Beberapa pasal yang kontraproduktif itu, menurut dia, adalah Pasal 37. Dalam pasal itu disebutkan rahasia negara tidak dapat digunakan sebagai alat bukti dalam peradilan selain perkara pidana rahasia negara.
Pasal tersebut, bagi Agus, tidak membuka peluang pengecualian bagi penyidik atau aparat penegak hukum untuk dapat membuka rahasia negara untuk kepentingan pemeriksaan kasus korupsi. Sedangkan Pasal 38 terkait dengan tidak dapat dihadirkannya alat bukti secara fisik di pengadilan selain perkara tindak pidana rahasia negara.
Ia mengatakan, hal tersebut, akan berimplikasi terhadap rentannya manipulasi alat bukti dalam proses peradilan korupsi. Karena tidak lengkapnya alat bukti dapat menjadi salah satu modus untuk membebaskan pelaku korupsi oleh mafia peradilan.
Selain itu, dipaparkan Agus, masih terdapat sekitar 200 daftar inventarisasi masalah (DIM) terkait RUU tersebut. Sehingga akan tidak mungkin bila DPR periode 2004-2009 bisa membahasnya secara tuntas hingga 30 September mendatang.

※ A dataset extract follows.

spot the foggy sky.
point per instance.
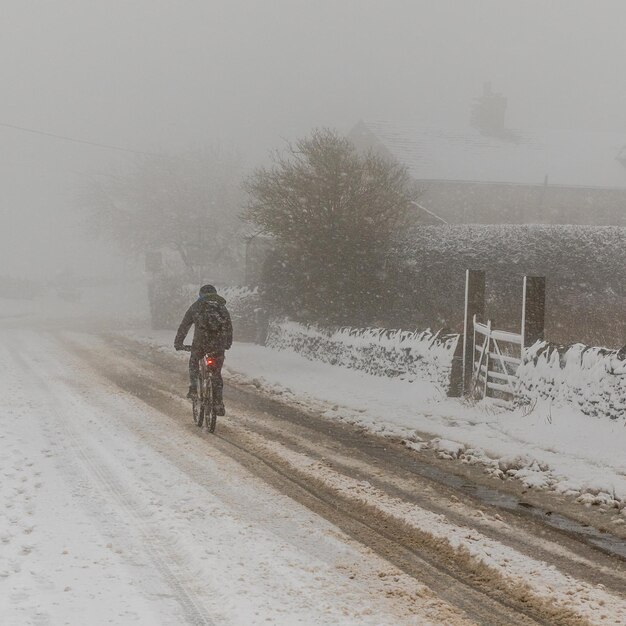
(168, 75)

Karena itu, ia mencemaskan, DPR akan melakukan 'kejar tayang.' Sehingga buru-buru merampungkan RUU tersebut hanya sekadar memenuhi target program legislasi nasional. Tanpa mempertimbangkan aspirasi publik dan dampaknya terhadap masyarakat luas.
ICW, lanjut Agus, meminta agar DPR menghentikan pembahasan RUU Rahasia Negara dan mengembalikannya kepada pemerintah. Karena masih terdapat pasal-pasal yang kontraproduktif dengan pemberantasan korupsi. ICW juga menghendaki agar DPR lebih berkonsentrasi untuk mengawasi pemerintah dalam mempersiapkan pelaksanaan UU Keterbukaan Informasi Publik yang akan diimplementasikan pada 2010. [*/jib]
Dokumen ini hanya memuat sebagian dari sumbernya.